Caption She sings of the lack of noses.

   Each story takes ten hours on average to complete, with the challenge levels well balanced to ensure that general timeframe. Only once is the player tasked with a fetch quest along the lines of "find X amount of item," and then only as a plot point. This abandonment of an MMORPG staple really helps to keep the game on track. While it can be fun to run around bashing monsters for experience or the special trading cards, grinding is usually not necessary. Clever use of defensive techniques and power skills is enough to carry the day, and the experience flows from there. The Swordsman, Thief, Archer, and Mage all play very differently from one another, with each possessing basic abilities like defending, double-jumping, dodging, power-boosting, or teleportation that the others lack. Boss encounters can be challenging or easy depending on which hero is the current protagonist, on those handful of occasions where the plot aligns for a major boss battle. The variety of skills helps widen the divide between character play styles, and keeps things fresh through to the end.
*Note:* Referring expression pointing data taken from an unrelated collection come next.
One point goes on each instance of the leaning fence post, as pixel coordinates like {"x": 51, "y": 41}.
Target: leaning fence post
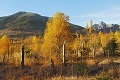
{"x": 64, "y": 63}
{"x": 51, "y": 67}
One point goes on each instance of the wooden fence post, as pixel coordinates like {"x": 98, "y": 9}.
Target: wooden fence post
{"x": 22, "y": 63}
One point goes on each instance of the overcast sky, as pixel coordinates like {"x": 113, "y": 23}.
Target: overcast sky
{"x": 79, "y": 11}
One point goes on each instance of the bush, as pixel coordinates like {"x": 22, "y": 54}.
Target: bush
{"x": 81, "y": 69}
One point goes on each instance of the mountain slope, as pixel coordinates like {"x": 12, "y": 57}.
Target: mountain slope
{"x": 31, "y": 22}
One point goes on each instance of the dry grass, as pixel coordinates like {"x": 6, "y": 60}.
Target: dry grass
{"x": 72, "y": 78}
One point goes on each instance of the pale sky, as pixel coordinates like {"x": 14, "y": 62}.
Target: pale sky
{"x": 79, "y": 11}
   MapleStory DS benefits from its adopted hardware in many ways, but most obviously in terms of graphics. The screen size forces the game to focus on smaller sections of the area maps at a time, and the developers stepped up with a high level of detail and an adapted GUI that takes full advantage of the lower DS screen. Important scenes get special treatment, just not always in the same manner. Reflective or contemplative scenes usually warrant an illustrated splash page, or even a montage, but active scenes get 3D-rendered animation that looks like it came from the later days of the PSX era. While the animation is true to the MapleStory esthetic, this does not make it any less odd when it comes to character proportions.

   Having never played the original game, it's hard to say how much of the musical score MapleStory DS shares with its parent. The environmental themes are all easy on the ears and enjoyable on loop for long periods of time, so those likely originated from the online game, but the major event themes are vibrant and emotional, fitting their scenes as if crafted for them. Like any soundtrack, it has its ups and downs, but overall it's worth having the sound on for this game. The occasional sound cue events for the Mage and Archer, not to mention one or two boss battles, encourage that too.

Swords That Smash Evil I am shouting because this is important!

   I enjoyed this game more than I expected, and my expectations were pretty good after I played part of the sequel at the Tokyo Game Show. The way it handled the interwoven plot was nothing short of fantastic. I've played plenty of games with interweaving plots, and this has to be the most coherent example I've seen using this many main characters. I'd have to go all the way back to Treasure of the Rudra for SNES before I could really name another good example of this style of RPG storytelling. Each protagonist had clear goals, motivations, and plenty of unique material. This may have been Nexon's first attempt at an offline RPG, but the end result was anything but a beginner's effort. I will definitely be getting the 3DS sequel later this year.